While concerns of a coronavirus-driven economic slowdown growing, data from the latest Health of Housing Markets report from national insurance company Nationwide projects the housing sector to remain a source of growth in 2020.

Of the 400 metropolitan statistical areas evaluated in Nationwide’s report, 233 (58%) achieved a positive housing market rating so far in the first quarter. Just 29 metros have negative ratings, while 138 are in the “neutral” category.

“While the risk has significantly increased that the coronavirus outbreak will disrupt economic activity, our research indicates that housing will be one of the economy’s brightest spots in 2020,” said Nationwide senior vice president and chief economist David Berson. “Strong, underlying housing demand factors, including above-trend household growth, solid job gains and declining mortgage rates, are driving what is looking to be a strong annual performance.”

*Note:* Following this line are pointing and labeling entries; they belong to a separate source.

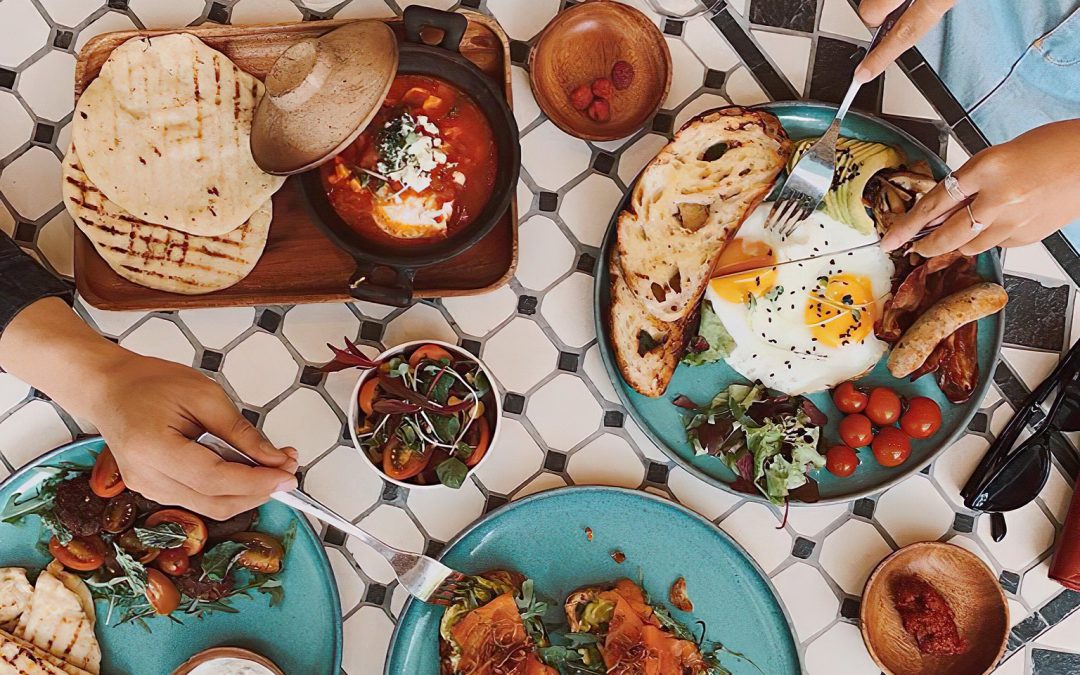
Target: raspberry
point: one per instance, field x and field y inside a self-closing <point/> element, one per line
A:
<point x="581" y="97"/>
<point x="622" y="75"/>
<point x="599" y="110"/>
<point x="603" y="88"/>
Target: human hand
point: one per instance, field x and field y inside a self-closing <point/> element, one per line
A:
<point x="1023" y="191"/>
<point x="916" y="22"/>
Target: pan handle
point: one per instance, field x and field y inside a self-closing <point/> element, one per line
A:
<point x="385" y="285"/>
<point x="418" y="17"/>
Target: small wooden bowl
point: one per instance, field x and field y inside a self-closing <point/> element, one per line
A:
<point x="582" y="43"/>
<point x="971" y="591"/>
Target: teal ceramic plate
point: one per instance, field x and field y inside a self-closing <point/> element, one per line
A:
<point x="543" y="538"/>
<point x="311" y="598"/>
<point x="663" y="422"/>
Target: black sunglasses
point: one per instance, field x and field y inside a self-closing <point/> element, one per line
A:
<point x="1009" y="477"/>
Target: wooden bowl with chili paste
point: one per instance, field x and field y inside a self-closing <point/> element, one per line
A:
<point x="396" y="205"/>
<point x="933" y="607"/>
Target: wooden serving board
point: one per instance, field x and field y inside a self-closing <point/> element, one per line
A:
<point x="299" y="264"/>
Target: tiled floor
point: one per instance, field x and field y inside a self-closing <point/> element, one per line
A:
<point x="563" y="423"/>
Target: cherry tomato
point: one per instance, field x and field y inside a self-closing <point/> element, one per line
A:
<point x="191" y="524"/>
<point x="883" y="406"/>
<point x="173" y="562"/>
<point x="161" y="592"/>
<point x="891" y="447"/>
<point x="105" y="477"/>
<point x="841" y="460"/>
<point x="264" y="552"/>
<point x="922" y="418"/>
<point x="81" y="554"/>
<point x="855" y="430"/>
<point x="849" y="399"/>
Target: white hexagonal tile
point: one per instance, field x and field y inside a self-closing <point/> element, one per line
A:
<point x="754" y="526"/>
<point x="568" y="309"/>
<point x="215" y="327"/>
<point x="445" y="513"/>
<point x="419" y="322"/>
<point x="40" y="84"/>
<point x="564" y="412"/>
<point x="306" y="421"/>
<point x="914" y="511"/>
<point x="512" y="460"/>
<point x="345" y="481"/>
<point x="478" y="314"/>
<point x="366" y="639"/>
<point x="687" y="73"/>
<point x="31" y="431"/>
<point x="265" y="12"/>
<point x="259" y="368"/>
<point x="550" y="254"/>
<point x="606" y="460"/>
<point x="851" y="552"/>
<point x="160" y="338"/>
<point x="504" y="353"/>
<point x="32" y="183"/>
<point x="586" y="208"/>
<point x="552" y="158"/>
<point x="54" y="242"/>
<point x="172" y="14"/>
<point x="309" y="327"/>
<point x="23" y="30"/>
<point x="809" y="601"/>
<point x="392" y="526"/>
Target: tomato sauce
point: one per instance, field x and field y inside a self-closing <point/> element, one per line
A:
<point x="467" y="177"/>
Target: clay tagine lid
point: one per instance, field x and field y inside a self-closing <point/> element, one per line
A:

Berson did note that, with coronavirus impacts on the horizon, downside risks loom from eased underwriting standards for government-insured and jumbo loans.

“FHA and VA loans now comprise more than 23 percent of the nearly 40 million mortgages in the U.S. — the highest share since 2001,” Berson said. “While delinquency rates for these government-insured and jumbo loans are low today, deteriorating economic conditions could put these loans at rising risk.”

As for looking forward, the report’s proprietary Leading Index of Healthy Housing Markets — which evaluates the near-term performance of housing markets based upon current health indicators — was at 106.1 at the end of 2019. That’s well above the neutral level of 100, with the fourth quarter marking the sixth-straight quarterly gain for the index after rising from 100.7 in second quarter of 2018.

The rosy outlook remains driven by growing incomes, historically low unemployment and above-trend household formations. Meanwhile, serious delinquency rates have declined for six consecutive quarters, and while demand is fueling acceleration in house prices, price growth is hovering nearly the long-term average. This, combined with low mortgage rates, has kept housing affordability positive.